Confortável sedã de luxo, o Audi A6 transforma-se num esportivo quando dirigido com entusiasmo


Texto: Fabrício Samahá


Destacar-se num mercado como o brasileiro, onde estão presentes quase todas as marcas do mundo, não é proeza ao alcance de qualquer carro. É preciso inovar, combinar qualidade a tecnologia e oferecer prestígio por um preço justo. O Audi A6 conseguiu tudo isso.

Lançado no Salão de Genebra de 1997, o novo A6 traz um conjunto completo e arrojado por um preço competitivo. Custa US$ 89.203 em pacote único, sem opcionais, salvo o câmbio automático Tiptronic, que acresce a esse valor US$ 2.223. É mais caro que o Lexus ES 300 e o Volvo S70 de motor aspirado, mas nivela-se ao Honda Legend (mais antigo e de menor prestígio) e fica pouco abaixo de seus arqui-rivais da BMW e da Mercedes - 528i e E 240, nesta ordem.

Teto em curva, pára-choques integrados e lanternas do protótipo TT dão ao A6 a aparência de um carro-conceito


O primeiro diferencial do A6 é o estilo avançado e de forte personalidade: suas formas parecem compor um carro-conceito e não um sedã de luxo. A frente mantém o estilo Audi nos faróis e na grade incorporada ao capô, agora um pouco mais baixa e inclinada. Os faróis têm lâmpadas de xenônio para o facho baixo e lentes de plástico policarbonato. O teto caracteriza-se pela curva acentuada que liga sem ângulos o pára-brisa ao vidro traseiro, criando um arco sobre as janelas, do retrovisor ao último vidro lateral.

Os pára-choques estão integrados à carroceria como não se vê normalmente. E o mais surpreendente ainda está por vir. A traseira alta e arredondada, com uma borda suave no porta-malas, rompe tradições e adota lanternas similares às do carro-conceito TT, que dará origem a um pequeno cupê esportivo ainda este ano. As rodas de desenho típico Audi, com cinco raios largos e aro de 16 pol, completam o conjunto arrojado.

O interior reúne tudo o que se conhece de sofisticação, conforto e conveniência, do couro dos bancos à faixa de madeira que percorre portas e painel. O cuidado com os detalhes aparece já quando se abre a porta: além das luzes de teto, uma iluminação da região dos pés se acende apenas no lado da porta aberta, mesmo que seja traseira. Condutores de fibra ótica são utilizados na iluminação interna do A6, que conta ainda com quatro luzes de leitura e espelho iluminado com tampa em ambos os pára-sóis. A luz vem do teto, evitando a claridade frontal que pode incomodar.

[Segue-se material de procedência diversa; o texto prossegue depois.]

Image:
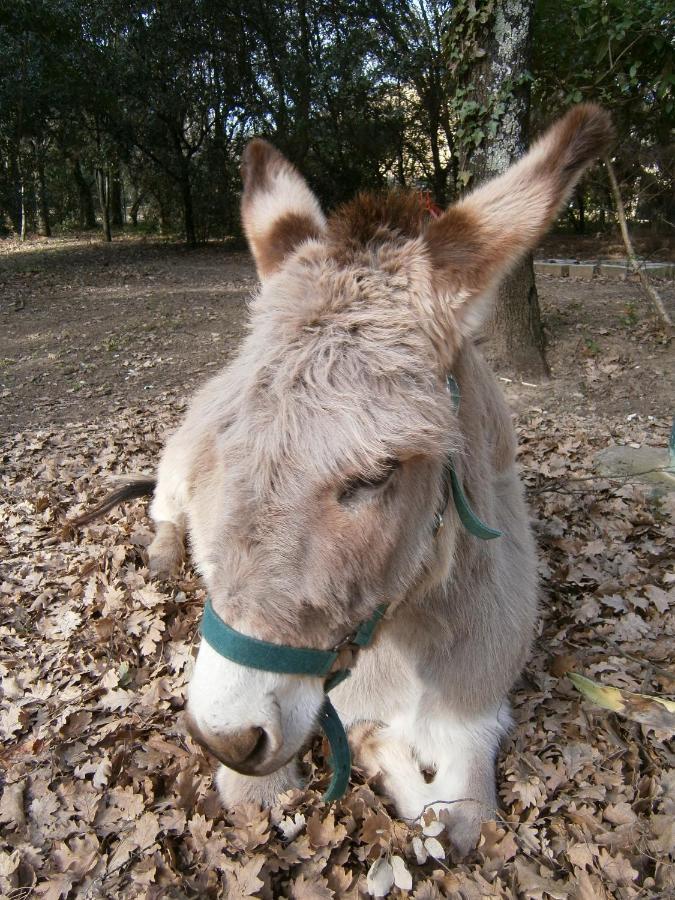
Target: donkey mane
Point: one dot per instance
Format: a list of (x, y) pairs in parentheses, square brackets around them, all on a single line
[(372, 219)]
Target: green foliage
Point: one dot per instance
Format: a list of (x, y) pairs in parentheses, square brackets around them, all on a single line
[(152, 102)]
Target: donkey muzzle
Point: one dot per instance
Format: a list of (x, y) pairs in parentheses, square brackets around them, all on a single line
[(252, 750)]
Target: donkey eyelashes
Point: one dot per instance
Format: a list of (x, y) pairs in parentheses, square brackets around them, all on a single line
[(368, 483)]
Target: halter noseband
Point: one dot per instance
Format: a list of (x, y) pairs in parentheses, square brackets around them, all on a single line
[(334, 665)]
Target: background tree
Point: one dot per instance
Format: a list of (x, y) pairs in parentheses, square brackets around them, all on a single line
[(489, 49), (135, 114)]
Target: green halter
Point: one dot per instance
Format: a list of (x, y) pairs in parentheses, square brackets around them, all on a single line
[(257, 654)]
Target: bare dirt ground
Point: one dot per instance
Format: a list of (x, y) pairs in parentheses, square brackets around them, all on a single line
[(104, 795), (86, 329)]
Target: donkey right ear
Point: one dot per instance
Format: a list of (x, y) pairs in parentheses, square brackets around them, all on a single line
[(278, 209)]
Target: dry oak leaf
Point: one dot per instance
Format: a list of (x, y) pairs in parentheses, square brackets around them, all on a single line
[(243, 881), (311, 889), (324, 832), (655, 712), (380, 878), (617, 869), (536, 886), (376, 829)]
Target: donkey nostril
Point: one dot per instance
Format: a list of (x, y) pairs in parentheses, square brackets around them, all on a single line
[(240, 746)]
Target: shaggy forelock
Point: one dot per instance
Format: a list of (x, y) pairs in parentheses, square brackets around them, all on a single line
[(337, 375)]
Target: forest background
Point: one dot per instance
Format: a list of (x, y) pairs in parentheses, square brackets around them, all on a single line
[(135, 113)]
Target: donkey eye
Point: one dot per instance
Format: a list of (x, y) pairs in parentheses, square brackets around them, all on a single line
[(368, 483)]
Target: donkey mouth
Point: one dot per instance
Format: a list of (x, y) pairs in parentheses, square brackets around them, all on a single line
[(253, 752)]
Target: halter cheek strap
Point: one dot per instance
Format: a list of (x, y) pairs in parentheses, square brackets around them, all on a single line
[(257, 654), (327, 664)]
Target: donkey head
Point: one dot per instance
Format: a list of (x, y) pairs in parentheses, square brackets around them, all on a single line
[(314, 497)]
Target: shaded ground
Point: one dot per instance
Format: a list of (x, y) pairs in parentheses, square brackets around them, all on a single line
[(103, 795), (136, 319)]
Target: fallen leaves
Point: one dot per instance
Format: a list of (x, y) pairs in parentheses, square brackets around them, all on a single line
[(655, 712), (105, 796)]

A posição de dirigir é muito bem estudada e pode ser adequada a qualquer tipo físico pelas regulagens do banco (elétricas) e do volante (manuais), este em altura e profundidade. Um comando circular também elétrico, que poderia ser mais simplificado, ajusta o apoio lombar em quatro direções. O volante é um ótimo quatro-raios de diâmetro correto e, como bom alemão, o A6 oferece apoio para o pé esquerdo grande e definido. A versão com câmbio Tiptronic tem o pedal de freio pouco mais largo, para permitir o acionamento com o pé esquerdo.

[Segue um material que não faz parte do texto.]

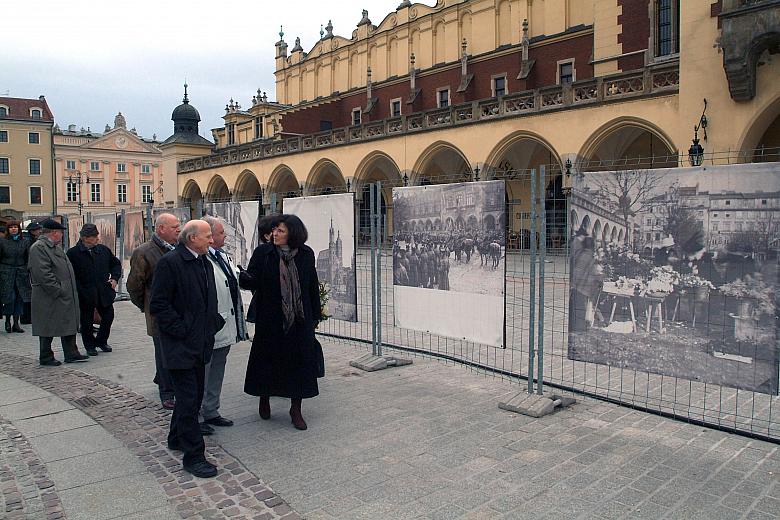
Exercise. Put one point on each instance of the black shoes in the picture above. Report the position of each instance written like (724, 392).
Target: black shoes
(219, 421)
(202, 469)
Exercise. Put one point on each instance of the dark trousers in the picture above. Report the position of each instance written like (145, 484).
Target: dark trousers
(162, 378)
(88, 336)
(68, 347)
(188, 387)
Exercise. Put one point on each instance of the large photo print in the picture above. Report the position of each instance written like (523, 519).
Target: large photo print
(330, 220)
(675, 272)
(449, 247)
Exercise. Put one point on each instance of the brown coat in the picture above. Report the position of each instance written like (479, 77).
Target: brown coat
(139, 281)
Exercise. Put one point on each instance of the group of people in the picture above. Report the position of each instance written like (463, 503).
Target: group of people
(188, 289)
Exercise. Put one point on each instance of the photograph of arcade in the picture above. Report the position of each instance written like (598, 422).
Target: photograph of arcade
(676, 273)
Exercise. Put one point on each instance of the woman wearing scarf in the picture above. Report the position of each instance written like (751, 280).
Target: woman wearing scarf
(283, 361)
(15, 287)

Controles elétricos de vidros, travas e retrovisores estão bem-posicionados. Os vidros são todos de tipo um-toque para subida e descida, com sistema de proteção antiesmagamento. O botão de ajuste dos retrovisores incorpora uma posição de recolhimento dos espelhos externos, muito útil para passar ou estacionar em locais estreitos - ou para tirá-los do caminho de motociclistas mais afoitos. Além disso, os retrovisores possuem desembaçador e o direito focaliza o meio-fio quando se fazem manobras em marcha-ré.

O interior oferece vasto espaço para objetos. Além de um porta-luvas de tamanho razoável, há duas bolsas em cada porta dianteira, uma em cada porta traseira e porta-objetos no apoio de braço do motorista e no console central. No apoio de braço traseiro fica o conjunto de primeiros socorros. Novamente o cuidado com os detalhes surpreende: porta-luvas, cinzeiros e até as alças e cabides integrados ao teto têm acionamento hidráulico, para uma abertura suave. O acabamento do madeira do console se completa quando o freio de estacionamento é baixado.

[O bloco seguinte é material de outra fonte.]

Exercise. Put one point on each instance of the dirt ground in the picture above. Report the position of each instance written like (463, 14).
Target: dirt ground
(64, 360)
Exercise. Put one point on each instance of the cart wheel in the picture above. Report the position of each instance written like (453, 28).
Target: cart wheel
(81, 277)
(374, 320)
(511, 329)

Dotado de iluminação vermelha, o painel é completo como já não se vê com freqüência. Inclui voltímetro, manômetro de óleo, indicador da temperatura externa e um computador de bordo com cinco funções, selecionadas por um botão na alavanca do limpador de pára-brisa. Sistema de verificação também foi previsto. Se o motorista preferir pode desativar a exibição dessas funções. O relógio é analógico para facilitar a leitura. Curioso é que a graduação do velocímetro é irregular, chegando a 260 km/h mas com o marco 100 no topo - um modo de indicar com maior precisão os limites urbanos europeus de hoje, de 30 e 50 km/h.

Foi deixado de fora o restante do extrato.